“Jadi ini soal reputasi lo?”
“Bukan begitu, Tavisha.”
“Terus apa?”
Tavisha menegakkan punggungnya, duduk dan mendongak. Membiarkan tatapan mereka saling mengunci dan membenci di udara. Tavisha tidak akan pernah takut, meski setinggi apapun pangkat suaminya. Sejak awal, ia sudah tidak menyukai perjodohan ini. Jadi, untuk apa ia berbaik hati dan bermulut manis di hadapan pria yang bahkan hampir membuatnya mati?
“Saya cuma ….”
“Seharusnya lo datang buat minta maaf karena nyaris buat gue mati!”
“Tavisha, pelankan suara kamu.”
“Kenapa memangnya? Takut rekan-rekan lo dengar?”
“Tavisha ….”
“Sejak awal gue nggak suka pernikahan ini! Terus gue harus nyaris mati karena kebaikan palsu lo itu.”
Tavisha memang termasuk vokal. Ia selalu ingin menang dalam berdebat. Sementara Yudha, sosok yang lebih tenang dan suka membaca situasi. Ia tidak pernah berapi-api ketika dalam kondisi emosi sekali pun.
Melihat Tavisha dengan suara seraknya berteriak, membuat Yudha hanya bisa memejamkan mata. Tidak salah juga. Usia mereka terlampau jauh. Dan Tavisha baru saja beranjak dewasa. Jadi, perempuan itu sudah pasti sulit mengendalikan emosi.
“Gue nggak suka lo tuduh kayak tadi! Apa kata lo? Merusak reputasi lo? Nggak bisa menjaga martabat sebagai seorang istri? Cih!”
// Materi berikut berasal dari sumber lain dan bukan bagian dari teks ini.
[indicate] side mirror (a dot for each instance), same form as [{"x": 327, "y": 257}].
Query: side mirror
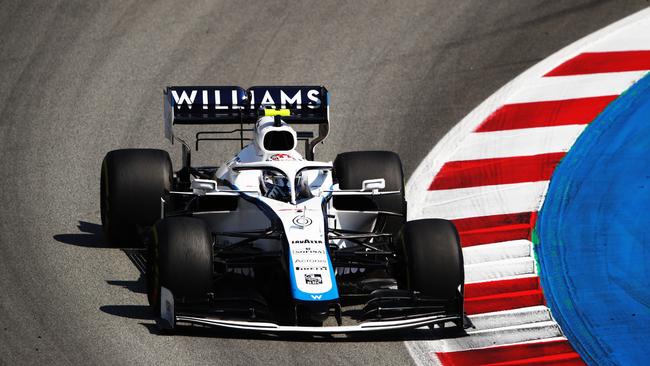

Tavisha memutus tatapan itu seraya bersedekap. Kalau saja tangannya tidak di infus dan tubuhnya tidak selemah itu—ia mungkin sudah pergi dari hadapan pria tersebut. Entah mengapa ia sangat kesal. Setelah menyebabkan alerginya kumat, pria itu bahkan tidak ada kabar dan menghilang tanpa jejak. Lalu, sekarang datang dengan lagaknya yang sok berkuasa—mengatakan bahwa dirinya bukanlah istri yang mampu menjaga martabat suaminya.
Cukup lama tak ada sahutan. Tavisha yakin kalau suaminya itu sudah kalah berdebat dengannya. Masa bodo dengan tatapan yang kini menusuk tajam. Dari ekor matanya, Tavisha bisa melihat rahang Yudha mengeras. Seakan-seakan tengah menahan diri untuk tidak terbawa emosi.
“Sebaiknya lo pergi deh! Bukan buat gue sembuh malah bikin sakit hati!”
Tanpa memandang ke arah sang suami, Tavisha dengan raut kesal mengusirnya. Dan pria itu, di tengah rasa lelah—hanya bisa menghela nafas. Sebenarnya, ia sendiri juga tidak pernah menyukai perjodohan ini. Ia bukan sosok yang percaya cinta. Tapi, ia bukan pula pria yang tidak bertanggung jawab. Bagaimanapun watak istrinya, sebagai pemimpin rumah tangga, Yudha wajib membimbing wanita itu agar tidak salah melangkah.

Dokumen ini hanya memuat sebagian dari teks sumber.